Curious case of the $10-million comma

What’s in a comma? About $10 million, it seems.

What’s in a comma? About $10 million, it seems. The comma punctuated the eye of the storm in a US court last week, where three truck drivers are fighting a case against their employer Oakhurst Dairy for denying them years of overtime pay. For evidence, the truckers pointed out that the state law says overtime rules do not apply to the ‘canning, processing, preserving, freezing, drying, marketing, storing, packing for shipment or distribution of: (1) Agricultural produce; (2) Meat and fish products; and (3)
Perishable foods’.

The lack of a comma between ‘shipment’ and ‘or distribution’ meant the legislation applied only to the single act of ‘packing’, and didn’t see ‘packing’ and ‘distribution’ as two separate activities, said the drivers. And since they didn’t pack the goods but distributed them, they were more than eligible for overtime pay—for the last four years, they argued. Acknowledging the ambiguity in the wording, the judge bought their argument and asked the company to pay up.

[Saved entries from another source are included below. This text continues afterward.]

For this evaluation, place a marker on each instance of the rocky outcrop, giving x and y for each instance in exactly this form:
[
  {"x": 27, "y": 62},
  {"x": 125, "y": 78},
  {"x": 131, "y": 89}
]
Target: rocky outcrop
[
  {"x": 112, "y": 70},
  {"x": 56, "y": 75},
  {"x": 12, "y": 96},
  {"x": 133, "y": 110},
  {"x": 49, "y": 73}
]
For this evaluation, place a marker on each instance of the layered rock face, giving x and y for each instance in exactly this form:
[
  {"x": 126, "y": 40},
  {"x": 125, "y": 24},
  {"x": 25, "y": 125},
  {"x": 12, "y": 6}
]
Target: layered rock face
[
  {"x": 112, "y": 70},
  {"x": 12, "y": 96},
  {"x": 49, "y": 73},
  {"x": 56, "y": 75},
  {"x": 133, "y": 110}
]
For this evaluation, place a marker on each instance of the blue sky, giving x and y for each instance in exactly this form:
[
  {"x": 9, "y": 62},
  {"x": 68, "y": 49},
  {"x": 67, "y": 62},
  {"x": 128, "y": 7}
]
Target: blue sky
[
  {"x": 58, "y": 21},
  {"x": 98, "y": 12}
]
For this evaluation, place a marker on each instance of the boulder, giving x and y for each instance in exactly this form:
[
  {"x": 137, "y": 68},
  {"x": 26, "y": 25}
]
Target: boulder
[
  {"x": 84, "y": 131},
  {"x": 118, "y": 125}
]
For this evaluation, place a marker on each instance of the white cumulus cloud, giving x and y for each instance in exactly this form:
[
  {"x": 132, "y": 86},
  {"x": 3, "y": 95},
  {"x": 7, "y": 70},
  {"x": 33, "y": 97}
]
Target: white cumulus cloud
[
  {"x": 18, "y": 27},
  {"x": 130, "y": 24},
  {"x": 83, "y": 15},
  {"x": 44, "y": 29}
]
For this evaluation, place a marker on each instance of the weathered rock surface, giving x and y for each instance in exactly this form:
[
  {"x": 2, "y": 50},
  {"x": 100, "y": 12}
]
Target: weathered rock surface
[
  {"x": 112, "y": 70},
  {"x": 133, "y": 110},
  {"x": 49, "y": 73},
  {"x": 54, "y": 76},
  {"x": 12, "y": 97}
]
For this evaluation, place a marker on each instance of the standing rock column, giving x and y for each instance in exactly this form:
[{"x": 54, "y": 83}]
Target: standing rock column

Those who haven’t got what the fuss is about may do well to read up on the serial comma, aka the Oxford comma (so called because of its popularity with the Oxford University Press people). Its supporters (who, funnily enough, dot the US more than the land of its birth, the UK) believe the punctuation mark should be used before the final conjunction (‘and’, ‘or’, ‘nor’) in any list of more than two items (think ‘eggs, bread, jam, and bananas’). It is especially helpful (and removes all ambiguity), say the comma-pros, when the items in the list double-barrel items, as in ‘He ate cereal, bacon, eggs, toast and marmalade, and tea for breakfast’ or the now-treacherous ‘Rules do not apply to the storing, marketing, packing for shipment, or distribution of goods’.

To reiterate their point, the yay-sayers delight in quoting from a probably-apocryphal book that is supposedly dedicated to the writer’s ‘parents, Ayn Rand and God’. You don’t need to be told that without a comma after Rand, it’s a fairly dodgy family story.
Most newspapers, which try and use as few characters as possible, stand on the other side of the Oxford comma line. They believe the extra punctuation is pedantic and pompous, and disrupts the flow of a sentence. The New York Times Style Guide, in fact, asks writers to “put economy on the side of the no-comma rule and use only when necessary”.

Well, grammarians can rage till they turn commatose, but the US lawmakers should have paid more attention to Lynne Truss’ book Eats, Shoots & Leaves on the Zero Tolerance Approach to Punctuation. In the book, published in 2003, the former BBC Radio host bemoaned the sorry state of punctuation and used a funny tale to make her point. In the story, a panda walks into a café and orders a sandwich. When it arrives, he eats it, then pulls out a gun and fires two shots in the air. Asked to explain his actions, the animal tosses a wildlife manual at a waiter. “I’m a panda,” he says. “Look it up.” The waiter finds the relevant entry, and reads: ‘Panda. Large black-and-white bear-like mammal, native to China. Eats, shoots and leaves’.
I guess you could call it comma comeuppance.